A bat flittered past, not a foot in front of him. It was out of sight almost before he realized it had been there. He wondered if the war had brought hardship to bats. Without street lights to lure insects, wouldn't they have to work harder to get enough to eat? Strange to imagine that one man's decision in Richmond might affect little furry animals hundreds of miles away.
"Hold it right there!" The harsh, rasping voice came out of an alley not ten feet away. "Don't even breathe funny, or it'll be the last thing you ever do."
Scipio froze. Even as he did it, he wondered if it was the worst thing he could do, not the best. If he ran, he might lose himself in the darkness. Of course, if he ran, he might also give the owner of that voice the excuse to blast him to hamburger with a charge of buckshot. He'd made his choice. Now he had to see what came of it.
"All right, nigger. Suppose you tell me what the fuck you're doin' out after curfew."
He'd thought that was a white policeman there, not a black robber. He would have been more likely to run from a man of his own color. "Suh, I works at de Huntsman's Lodge," he answered. "Dey don't let me off till midnight. I goes home at all, I gots to go after curfew."
"Likely tell," the white man said. "Who's your boss, damn you? Make it snappy!"
"Jerry Dover, suh," Scipio said quickly. "Mebbe he still dere. I ain't left but fifteen minutes ago. He tell you who I is."
Footsteps crunching on gravel, thumping on cement. A dark, shadowy shape looming up in front of Scipio. The silhouette of the juice-squeezer hat the other man wore said he really was a policeman. He leaned forward to peer closely at Scipio. "Holy Jesus, you're in a goddamn penguin suit!"
"I gots to wear it," Scipio said wearily. "It's my uniform, like."
"Get the fuck outa here," the cop said. "Nobody's gonna be dumb enough to go plantin' bombs or nothin' in a lousy penguin suit."
"I thanks you kindly, suh," Scipio said. If the policeman had been in a nasty mood, he could have run him in for being out after curfew. Scipio thought Jerry Dover or the higher-ups at the restaurant would have made sure he didn't spend much time in jail, but any time in jail was too much.
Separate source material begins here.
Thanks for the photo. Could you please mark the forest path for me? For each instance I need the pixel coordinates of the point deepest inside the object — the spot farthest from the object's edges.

"A penguin suit," the cop said one more time-another dime Scipio didn't have. "Shit, the boys at the station'll bust a gut when I tell 'em about this one."
With a resigned chuckle and a dip of his head to show he was a properly respectful-a properly servile-Negro, Scipio made his way deeper into the Terry. He peered carefully up and down every street and alley he came to before crossing it. How much good that would do, with so many inky shadows for robbers to hide in, he didn't know. But it was all he could do.
When he came to a couple of the places where he was most likely to find trouble-or it was most likely to find him-he wished he had that foul-mouthed policeman at his side. He shook his head, ashamed and embarrassed at wanting a white man's protection against his own people. Ashamed and embarrassed or not, though, he did. The Terry was a more dangerous place these days than it had been a few years before. Sharecroppers and farm workers forced from fields when tractors and harvesters took their jobs away had poured into Confederate cities, looking for whatever they could find. When they could find nothing else-which was all too often- they preyed on their fellow Negroes. And Reds sheltered here, too. They weren't above robbery (from the highest motives, of course) to keep their cause alive.